Crans-Montana ist erstarrt. Im Schockzustand. Fassungslos. Das zeigt sich besonders an der Rue Centrale, wo am Neujahrsmorgen viele Menschen vor dem rot-weißen Absperrband stehen bleiben. „Nur Anwohnende!“, entgegnen die Polizistinnen und Polizisten, die den Abschnitt rund um die Bar „Le Constellation“ kontrollieren. Dort, wo wenige Stunden zuvor Dutzende Menschen in der Silvesternacht durch ein Feuer ums Leben kamen.
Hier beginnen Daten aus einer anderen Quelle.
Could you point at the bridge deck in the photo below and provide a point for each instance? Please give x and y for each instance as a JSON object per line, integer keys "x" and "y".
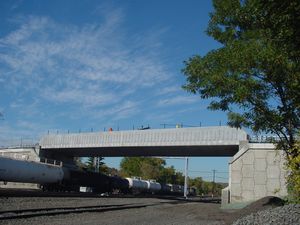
{"x": 201, "y": 141}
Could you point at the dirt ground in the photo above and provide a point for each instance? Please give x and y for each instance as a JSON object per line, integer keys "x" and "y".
{"x": 157, "y": 211}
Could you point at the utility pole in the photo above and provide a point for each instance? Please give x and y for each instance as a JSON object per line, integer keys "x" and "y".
{"x": 214, "y": 179}
{"x": 186, "y": 177}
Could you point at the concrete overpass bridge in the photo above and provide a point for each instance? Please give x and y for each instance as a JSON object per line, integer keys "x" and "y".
{"x": 200, "y": 141}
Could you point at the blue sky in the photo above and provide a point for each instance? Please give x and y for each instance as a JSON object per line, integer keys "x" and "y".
{"x": 81, "y": 65}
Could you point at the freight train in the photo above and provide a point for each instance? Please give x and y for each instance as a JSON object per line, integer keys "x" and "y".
{"x": 58, "y": 178}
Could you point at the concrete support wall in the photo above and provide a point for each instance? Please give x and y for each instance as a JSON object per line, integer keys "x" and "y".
{"x": 256, "y": 171}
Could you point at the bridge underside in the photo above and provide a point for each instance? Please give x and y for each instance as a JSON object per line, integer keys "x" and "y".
{"x": 217, "y": 150}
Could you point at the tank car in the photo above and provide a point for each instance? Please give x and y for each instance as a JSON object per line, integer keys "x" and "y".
{"x": 14, "y": 170}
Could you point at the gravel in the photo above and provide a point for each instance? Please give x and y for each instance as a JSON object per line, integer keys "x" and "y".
{"x": 158, "y": 211}
{"x": 284, "y": 215}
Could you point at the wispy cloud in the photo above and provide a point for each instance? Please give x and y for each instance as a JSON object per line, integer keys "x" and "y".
{"x": 177, "y": 100}
{"x": 84, "y": 65}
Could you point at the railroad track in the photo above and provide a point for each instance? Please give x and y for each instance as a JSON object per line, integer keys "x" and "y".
{"x": 26, "y": 213}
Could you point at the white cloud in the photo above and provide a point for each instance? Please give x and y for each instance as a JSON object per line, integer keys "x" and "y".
{"x": 177, "y": 100}
{"x": 61, "y": 63}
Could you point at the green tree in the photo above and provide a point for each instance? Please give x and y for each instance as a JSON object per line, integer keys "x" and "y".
{"x": 91, "y": 164}
{"x": 255, "y": 74}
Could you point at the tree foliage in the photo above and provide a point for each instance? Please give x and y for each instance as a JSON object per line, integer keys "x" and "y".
{"x": 91, "y": 162}
{"x": 255, "y": 74}
{"x": 145, "y": 167}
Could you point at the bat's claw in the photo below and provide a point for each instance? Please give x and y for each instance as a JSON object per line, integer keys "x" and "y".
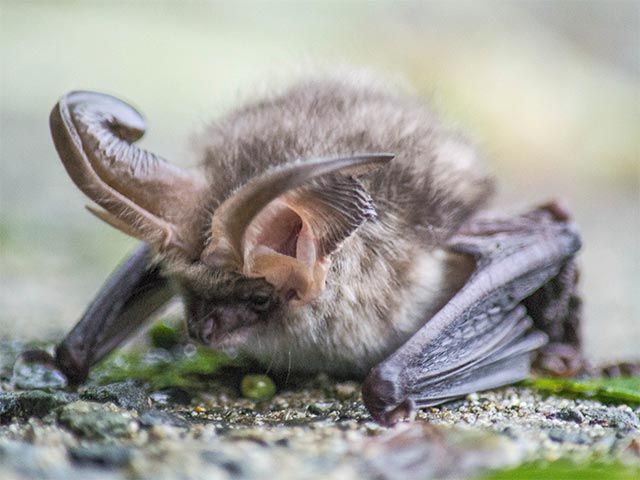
{"x": 383, "y": 400}
{"x": 76, "y": 369}
{"x": 561, "y": 360}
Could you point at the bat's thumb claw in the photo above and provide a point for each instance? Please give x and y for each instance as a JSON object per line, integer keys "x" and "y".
{"x": 382, "y": 397}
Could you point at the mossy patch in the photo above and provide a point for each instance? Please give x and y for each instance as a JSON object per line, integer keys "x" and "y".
{"x": 567, "y": 470}
{"x": 186, "y": 367}
{"x": 607, "y": 390}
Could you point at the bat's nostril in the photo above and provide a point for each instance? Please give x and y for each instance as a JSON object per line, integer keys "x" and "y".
{"x": 207, "y": 331}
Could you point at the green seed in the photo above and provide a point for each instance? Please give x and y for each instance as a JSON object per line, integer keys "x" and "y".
{"x": 257, "y": 387}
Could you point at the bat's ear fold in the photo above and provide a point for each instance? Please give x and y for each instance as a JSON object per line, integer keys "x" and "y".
{"x": 141, "y": 194}
{"x": 284, "y": 225}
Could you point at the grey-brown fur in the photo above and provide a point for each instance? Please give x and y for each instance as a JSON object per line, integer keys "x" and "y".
{"x": 390, "y": 276}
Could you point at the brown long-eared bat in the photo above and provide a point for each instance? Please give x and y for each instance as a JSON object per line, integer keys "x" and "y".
{"x": 336, "y": 226}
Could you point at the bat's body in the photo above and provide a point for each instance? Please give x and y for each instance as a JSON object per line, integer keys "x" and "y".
{"x": 323, "y": 265}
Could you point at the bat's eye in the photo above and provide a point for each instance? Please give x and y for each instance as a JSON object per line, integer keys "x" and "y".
{"x": 260, "y": 303}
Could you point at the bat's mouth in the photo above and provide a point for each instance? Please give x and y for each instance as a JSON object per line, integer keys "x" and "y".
{"x": 225, "y": 337}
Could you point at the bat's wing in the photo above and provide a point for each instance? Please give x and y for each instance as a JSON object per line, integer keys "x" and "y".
{"x": 134, "y": 291}
{"x": 482, "y": 338}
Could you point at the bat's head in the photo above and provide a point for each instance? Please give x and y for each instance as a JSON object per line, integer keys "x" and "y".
{"x": 243, "y": 261}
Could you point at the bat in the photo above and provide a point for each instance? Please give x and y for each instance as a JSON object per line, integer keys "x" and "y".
{"x": 335, "y": 226}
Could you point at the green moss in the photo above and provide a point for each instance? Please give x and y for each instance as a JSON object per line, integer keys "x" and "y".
{"x": 162, "y": 369}
{"x": 607, "y": 390}
{"x": 257, "y": 387}
{"x": 164, "y": 336}
{"x": 567, "y": 470}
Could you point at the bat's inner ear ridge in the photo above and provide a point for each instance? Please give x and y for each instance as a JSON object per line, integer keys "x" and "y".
{"x": 284, "y": 224}
{"x": 280, "y": 246}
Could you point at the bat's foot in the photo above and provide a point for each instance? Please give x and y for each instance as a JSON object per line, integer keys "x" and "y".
{"x": 72, "y": 363}
{"x": 561, "y": 360}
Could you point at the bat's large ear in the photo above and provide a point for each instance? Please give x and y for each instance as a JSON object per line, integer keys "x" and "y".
{"x": 284, "y": 225}
{"x": 141, "y": 194}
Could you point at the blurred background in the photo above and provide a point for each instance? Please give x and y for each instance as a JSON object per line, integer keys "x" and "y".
{"x": 549, "y": 90}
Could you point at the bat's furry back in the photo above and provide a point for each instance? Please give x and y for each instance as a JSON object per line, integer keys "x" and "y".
{"x": 390, "y": 276}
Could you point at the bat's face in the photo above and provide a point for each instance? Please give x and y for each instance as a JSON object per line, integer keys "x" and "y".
{"x": 228, "y": 313}
{"x": 252, "y": 262}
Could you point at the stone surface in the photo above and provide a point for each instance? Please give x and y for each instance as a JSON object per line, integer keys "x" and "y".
{"x": 33, "y": 403}
{"x": 313, "y": 430}
{"x": 124, "y": 394}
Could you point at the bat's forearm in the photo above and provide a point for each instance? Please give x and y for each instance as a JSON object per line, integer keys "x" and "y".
{"x": 127, "y": 299}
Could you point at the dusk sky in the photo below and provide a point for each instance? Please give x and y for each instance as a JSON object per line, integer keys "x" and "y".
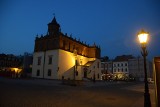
{"x": 112, "y": 24}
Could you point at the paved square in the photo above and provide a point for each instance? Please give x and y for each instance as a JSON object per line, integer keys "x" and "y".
{"x": 51, "y": 93}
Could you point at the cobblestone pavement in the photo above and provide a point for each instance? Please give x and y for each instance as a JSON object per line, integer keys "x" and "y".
{"x": 51, "y": 93}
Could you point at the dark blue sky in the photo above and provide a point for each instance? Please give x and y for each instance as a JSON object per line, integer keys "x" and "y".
{"x": 112, "y": 24}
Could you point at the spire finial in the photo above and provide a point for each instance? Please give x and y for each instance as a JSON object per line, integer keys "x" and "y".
{"x": 54, "y": 14}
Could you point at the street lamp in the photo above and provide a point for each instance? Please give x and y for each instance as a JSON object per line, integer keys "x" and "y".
{"x": 75, "y": 66}
{"x": 143, "y": 37}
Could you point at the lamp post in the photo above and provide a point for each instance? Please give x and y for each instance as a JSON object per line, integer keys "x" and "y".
{"x": 75, "y": 66}
{"x": 143, "y": 37}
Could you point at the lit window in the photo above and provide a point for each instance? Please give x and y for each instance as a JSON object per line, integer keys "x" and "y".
{"x": 98, "y": 65}
{"x": 39, "y": 61}
{"x": 50, "y": 60}
{"x": 126, "y": 70}
{"x": 38, "y": 72}
{"x": 49, "y": 72}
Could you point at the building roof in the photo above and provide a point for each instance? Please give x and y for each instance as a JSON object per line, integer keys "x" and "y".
{"x": 123, "y": 58}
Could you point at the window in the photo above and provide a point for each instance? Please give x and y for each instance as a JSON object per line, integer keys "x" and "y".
{"x": 98, "y": 65}
{"x": 39, "y": 61}
{"x": 76, "y": 73}
{"x": 49, "y": 72}
{"x": 69, "y": 46}
{"x": 122, "y": 64}
{"x": 38, "y": 72}
{"x": 50, "y": 60}
{"x": 98, "y": 76}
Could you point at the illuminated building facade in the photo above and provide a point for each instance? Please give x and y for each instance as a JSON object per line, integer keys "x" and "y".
{"x": 120, "y": 67}
{"x": 10, "y": 65}
{"x": 59, "y": 56}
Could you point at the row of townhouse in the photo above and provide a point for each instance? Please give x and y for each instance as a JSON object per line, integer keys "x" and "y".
{"x": 124, "y": 67}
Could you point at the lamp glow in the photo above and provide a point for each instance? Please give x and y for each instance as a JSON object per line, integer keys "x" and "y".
{"x": 143, "y": 37}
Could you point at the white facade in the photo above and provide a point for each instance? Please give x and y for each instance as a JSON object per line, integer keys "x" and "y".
{"x": 106, "y": 67}
{"x": 58, "y": 64}
{"x": 120, "y": 69}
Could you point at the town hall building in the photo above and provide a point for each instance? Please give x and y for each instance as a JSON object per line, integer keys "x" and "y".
{"x": 59, "y": 56}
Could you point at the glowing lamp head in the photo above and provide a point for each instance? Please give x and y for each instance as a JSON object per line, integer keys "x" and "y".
{"x": 143, "y": 37}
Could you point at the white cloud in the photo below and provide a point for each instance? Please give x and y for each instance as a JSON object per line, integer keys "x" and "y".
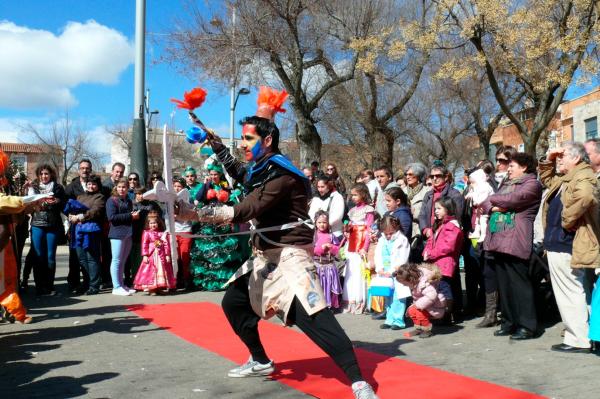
{"x": 39, "y": 68}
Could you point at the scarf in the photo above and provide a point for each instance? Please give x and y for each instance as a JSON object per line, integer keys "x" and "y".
{"x": 411, "y": 192}
{"x": 46, "y": 188}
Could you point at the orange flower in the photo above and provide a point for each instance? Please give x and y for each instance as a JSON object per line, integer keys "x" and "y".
{"x": 270, "y": 102}
{"x": 192, "y": 99}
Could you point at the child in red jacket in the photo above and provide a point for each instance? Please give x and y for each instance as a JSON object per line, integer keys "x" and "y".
{"x": 444, "y": 245}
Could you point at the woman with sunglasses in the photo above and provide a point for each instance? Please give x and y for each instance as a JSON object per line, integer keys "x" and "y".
{"x": 134, "y": 183}
{"x": 442, "y": 188}
{"x": 46, "y": 228}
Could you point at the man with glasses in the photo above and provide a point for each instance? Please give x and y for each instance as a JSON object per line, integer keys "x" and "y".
{"x": 75, "y": 188}
{"x": 116, "y": 173}
{"x": 192, "y": 183}
{"x": 503, "y": 157}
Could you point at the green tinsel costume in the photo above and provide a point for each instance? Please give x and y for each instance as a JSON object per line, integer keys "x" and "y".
{"x": 215, "y": 259}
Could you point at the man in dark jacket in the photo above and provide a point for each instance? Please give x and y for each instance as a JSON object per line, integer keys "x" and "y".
{"x": 73, "y": 190}
{"x": 280, "y": 278}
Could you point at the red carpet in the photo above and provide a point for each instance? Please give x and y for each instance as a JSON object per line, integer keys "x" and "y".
{"x": 303, "y": 366}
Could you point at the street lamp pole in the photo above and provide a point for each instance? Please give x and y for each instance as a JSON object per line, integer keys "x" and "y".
{"x": 233, "y": 103}
{"x": 139, "y": 153}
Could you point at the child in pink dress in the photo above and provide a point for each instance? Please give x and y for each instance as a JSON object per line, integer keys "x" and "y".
{"x": 156, "y": 271}
{"x": 325, "y": 253}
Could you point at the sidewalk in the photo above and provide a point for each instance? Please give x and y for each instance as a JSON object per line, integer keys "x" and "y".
{"x": 91, "y": 347}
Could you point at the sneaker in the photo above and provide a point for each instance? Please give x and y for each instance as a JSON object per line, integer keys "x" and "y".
{"x": 252, "y": 369}
{"x": 121, "y": 291}
{"x": 131, "y": 290}
{"x": 362, "y": 390}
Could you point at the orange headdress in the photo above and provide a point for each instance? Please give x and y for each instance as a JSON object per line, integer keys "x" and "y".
{"x": 4, "y": 164}
{"x": 192, "y": 99}
{"x": 270, "y": 102}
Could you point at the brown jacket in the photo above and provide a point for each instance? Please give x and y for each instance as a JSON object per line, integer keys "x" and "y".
{"x": 580, "y": 209}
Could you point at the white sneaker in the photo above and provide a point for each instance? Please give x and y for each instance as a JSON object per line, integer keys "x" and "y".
{"x": 252, "y": 369}
{"x": 121, "y": 291}
{"x": 131, "y": 290}
{"x": 362, "y": 390}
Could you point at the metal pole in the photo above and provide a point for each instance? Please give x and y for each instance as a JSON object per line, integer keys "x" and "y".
{"x": 139, "y": 153}
{"x": 232, "y": 118}
{"x": 232, "y": 92}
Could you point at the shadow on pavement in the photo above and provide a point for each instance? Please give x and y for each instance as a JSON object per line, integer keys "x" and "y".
{"x": 22, "y": 374}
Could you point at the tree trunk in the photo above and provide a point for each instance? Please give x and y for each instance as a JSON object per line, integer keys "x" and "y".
{"x": 309, "y": 142}
{"x": 381, "y": 142}
{"x": 530, "y": 144}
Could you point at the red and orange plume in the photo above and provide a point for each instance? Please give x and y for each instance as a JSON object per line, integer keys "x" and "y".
{"x": 270, "y": 102}
{"x": 192, "y": 99}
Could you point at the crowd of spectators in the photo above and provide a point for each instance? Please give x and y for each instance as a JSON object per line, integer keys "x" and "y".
{"x": 507, "y": 217}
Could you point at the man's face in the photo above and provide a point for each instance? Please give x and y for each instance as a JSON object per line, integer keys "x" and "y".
{"x": 566, "y": 162}
{"x": 308, "y": 173}
{"x": 411, "y": 178}
{"x": 252, "y": 143}
{"x": 322, "y": 187}
{"x": 501, "y": 163}
{"x": 382, "y": 178}
{"x": 437, "y": 178}
{"x": 85, "y": 169}
{"x": 594, "y": 155}
{"x": 117, "y": 172}
{"x": 190, "y": 179}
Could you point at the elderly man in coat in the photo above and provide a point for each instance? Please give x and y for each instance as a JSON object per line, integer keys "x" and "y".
{"x": 571, "y": 231}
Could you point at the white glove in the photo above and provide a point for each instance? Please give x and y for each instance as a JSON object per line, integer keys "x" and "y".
{"x": 216, "y": 215}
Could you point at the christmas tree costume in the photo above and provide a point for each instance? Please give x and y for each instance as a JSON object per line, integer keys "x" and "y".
{"x": 216, "y": 257}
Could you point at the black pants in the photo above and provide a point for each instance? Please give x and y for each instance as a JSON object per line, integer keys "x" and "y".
{"x": 473, "y": 277}
{"x": 322, "y": 328}
{"x": 517, "y": 301}
{"x": 490, "y": 280}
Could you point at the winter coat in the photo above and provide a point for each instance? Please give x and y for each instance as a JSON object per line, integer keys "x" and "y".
{"x": 380, "y": 205}
{"x": 426, "y": 296}
{"x": 522, "y": 196}
{"x": 118, "y": 212}
{"x": 49, "y": 215}
{"x": 443, "y": 247}
{"x": 400, "y": 250}
{"x": 579, "y": 197}
{"x": 427, "y": 207}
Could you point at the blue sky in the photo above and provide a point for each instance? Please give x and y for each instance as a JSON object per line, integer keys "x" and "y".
{"x": 96, "y": 104}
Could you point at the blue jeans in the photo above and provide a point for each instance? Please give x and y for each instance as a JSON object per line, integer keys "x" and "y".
{"x": 44, "y": 241}
{"x": 89, "y": 258}
{"x": 120, "y": 249}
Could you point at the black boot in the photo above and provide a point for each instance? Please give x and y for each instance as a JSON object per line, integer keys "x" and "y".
{"x": 489, "y": 319}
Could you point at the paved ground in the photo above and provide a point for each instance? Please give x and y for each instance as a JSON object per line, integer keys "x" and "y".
{"x": 90, "y": 347}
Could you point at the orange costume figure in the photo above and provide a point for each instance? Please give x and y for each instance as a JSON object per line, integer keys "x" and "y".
{"x": 9, "y": 206}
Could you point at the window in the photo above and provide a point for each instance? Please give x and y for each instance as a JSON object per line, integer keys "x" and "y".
{"x": 591, "y": 128}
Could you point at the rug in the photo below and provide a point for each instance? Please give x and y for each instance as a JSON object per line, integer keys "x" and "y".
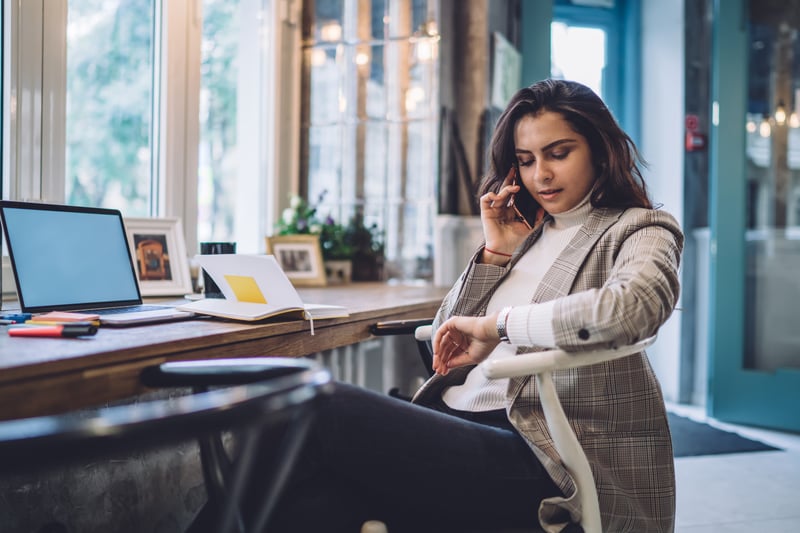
{"x": 690, "y": 438}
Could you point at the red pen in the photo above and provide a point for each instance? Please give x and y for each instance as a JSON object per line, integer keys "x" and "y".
{"x": 64, "y": 330}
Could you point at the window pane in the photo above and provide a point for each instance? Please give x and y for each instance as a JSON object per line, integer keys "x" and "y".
{"x": 579, "y": 54}
{"x": 109, "y": 104}
{"x": 372, "y": 127}
{"x": 234, "y": 127}
{"x": 217, "y": 170}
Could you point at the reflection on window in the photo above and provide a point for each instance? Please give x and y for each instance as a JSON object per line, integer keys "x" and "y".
{"x": 109, "y": 104}
{"x": 369, "y": 121}
{"x": 578, "y": 53}
{"x": 772, "y": 162}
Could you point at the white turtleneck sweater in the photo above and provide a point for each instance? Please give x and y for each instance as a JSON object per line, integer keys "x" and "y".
{"x": 528, "y": 324}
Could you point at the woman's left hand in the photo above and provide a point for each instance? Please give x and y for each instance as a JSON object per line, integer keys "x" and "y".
{"x": 464, "y": 340}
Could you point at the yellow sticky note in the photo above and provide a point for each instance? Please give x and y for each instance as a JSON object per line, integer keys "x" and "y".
{"x": 246, "y": 289}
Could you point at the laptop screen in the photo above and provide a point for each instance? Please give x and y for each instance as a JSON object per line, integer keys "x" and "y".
{"x": 67, "y": 257}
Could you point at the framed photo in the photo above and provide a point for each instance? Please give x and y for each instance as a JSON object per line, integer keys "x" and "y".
{"x": 159, "y": 255}
{"x": 300, "y": 256}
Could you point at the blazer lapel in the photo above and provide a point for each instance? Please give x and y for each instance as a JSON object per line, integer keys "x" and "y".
{"x": 560, "y": 278}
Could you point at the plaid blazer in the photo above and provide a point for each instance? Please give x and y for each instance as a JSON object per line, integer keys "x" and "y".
{"x": 616, "y": 282}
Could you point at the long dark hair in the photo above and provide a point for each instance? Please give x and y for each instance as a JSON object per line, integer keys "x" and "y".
{"x": 615, "y": 156}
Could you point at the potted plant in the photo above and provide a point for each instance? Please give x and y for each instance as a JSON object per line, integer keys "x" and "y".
{"x": 367, "y": 247}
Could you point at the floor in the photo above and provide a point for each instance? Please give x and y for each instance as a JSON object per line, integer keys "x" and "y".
{"x": 737, "y": 493}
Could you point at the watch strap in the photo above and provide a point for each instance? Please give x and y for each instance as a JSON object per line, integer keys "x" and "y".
{"x": 502, "y": 324}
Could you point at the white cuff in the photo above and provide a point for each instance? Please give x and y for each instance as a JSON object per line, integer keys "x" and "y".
{"x": 531, "y": 325}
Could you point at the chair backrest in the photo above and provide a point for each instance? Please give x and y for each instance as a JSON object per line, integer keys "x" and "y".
{"x": 269, "y": 390}
{"x": 541, "y": 365}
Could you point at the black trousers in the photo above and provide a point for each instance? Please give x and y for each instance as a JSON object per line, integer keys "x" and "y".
{"x": 374, "y": 457}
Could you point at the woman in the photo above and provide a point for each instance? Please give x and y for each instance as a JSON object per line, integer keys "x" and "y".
{"x": 593, "y": 265}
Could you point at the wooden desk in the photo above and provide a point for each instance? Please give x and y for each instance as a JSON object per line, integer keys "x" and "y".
{"x": 50, "y": 375}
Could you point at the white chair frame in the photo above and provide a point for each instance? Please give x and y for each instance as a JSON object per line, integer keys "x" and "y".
{"x": 542, "y": 365}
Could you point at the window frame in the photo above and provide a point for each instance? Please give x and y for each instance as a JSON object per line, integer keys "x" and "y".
{"x": 35, "y": 92}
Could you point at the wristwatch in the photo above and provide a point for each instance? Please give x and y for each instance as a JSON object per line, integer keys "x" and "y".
{"x": 502, "y": 323}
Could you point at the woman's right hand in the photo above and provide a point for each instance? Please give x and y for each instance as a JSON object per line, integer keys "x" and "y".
{"x": 502, "y": 229}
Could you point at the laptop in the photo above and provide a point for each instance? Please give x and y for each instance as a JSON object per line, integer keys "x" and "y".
{"x": 69, "y": 258}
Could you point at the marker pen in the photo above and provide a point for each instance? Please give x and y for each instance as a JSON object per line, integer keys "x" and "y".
{"x": 65, "y": 330}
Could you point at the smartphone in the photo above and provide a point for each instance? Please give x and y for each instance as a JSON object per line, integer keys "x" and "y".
{"x": 525, "y": 205}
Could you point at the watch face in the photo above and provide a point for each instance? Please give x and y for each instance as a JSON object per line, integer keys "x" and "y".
{"x": 502, "y": 322}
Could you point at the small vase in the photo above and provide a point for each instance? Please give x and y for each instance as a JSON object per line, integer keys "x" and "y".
{"x": 338, "y": 271}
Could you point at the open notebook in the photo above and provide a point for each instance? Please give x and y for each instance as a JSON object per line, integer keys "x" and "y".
{"x": 255, "y": 288}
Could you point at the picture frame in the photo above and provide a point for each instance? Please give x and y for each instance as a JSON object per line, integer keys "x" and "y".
{"x": 300, "y": 257}
{"x": 158, "y": 250}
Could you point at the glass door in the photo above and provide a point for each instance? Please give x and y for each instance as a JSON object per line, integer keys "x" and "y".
{"x": 754, "y": 214}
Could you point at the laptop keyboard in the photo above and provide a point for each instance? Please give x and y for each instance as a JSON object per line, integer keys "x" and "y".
{"x": 118, "y": 310}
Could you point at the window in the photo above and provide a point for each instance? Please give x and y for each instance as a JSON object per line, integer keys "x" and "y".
{"x": 597, "y": 43}
{"x": 369, "y": 127}
{"x": 155, "y": 107}
{"x": 111, "y": 140}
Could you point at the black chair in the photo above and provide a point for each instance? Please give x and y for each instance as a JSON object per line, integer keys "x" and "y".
{"x": 239, "y": 397}
{"x": 541, "y": 366}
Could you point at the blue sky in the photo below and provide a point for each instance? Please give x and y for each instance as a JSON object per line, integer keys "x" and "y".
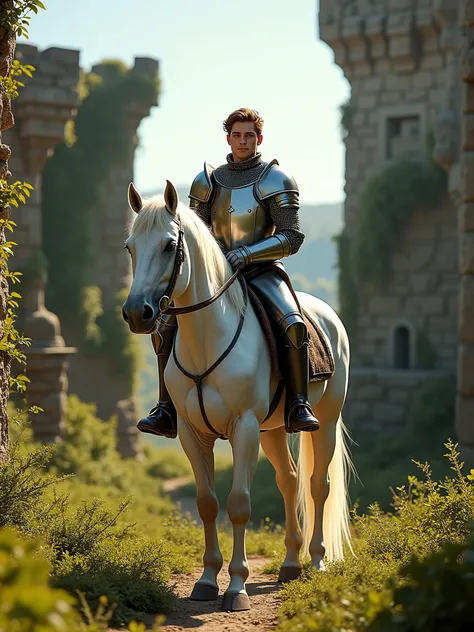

Die Bar ist weiträumig abgesperrt und mit Sichtschutz abgeschirmt. Es riecht verbrannt, an den Gittern werden erste Blumen abgelegt. „Es ist so tragisch“, sagt ein älterer Herr auf Italienisch, der in Crans-Montana lebt. Im ganzen Dorf stecken die Einheimischen die Köpfe zusammen, tauschen sich über Neuigkeiten zur Tragödie aus, schicken sich News per Whatsapp. Fragen nach, ob es den Anwohnenden und Gewerbetreibenden gut geht. Denn die Brandkatastrophe ereignete sich mitten im Dorf – während Tausende im beliebten Ferienort ins neue Jahr feierten.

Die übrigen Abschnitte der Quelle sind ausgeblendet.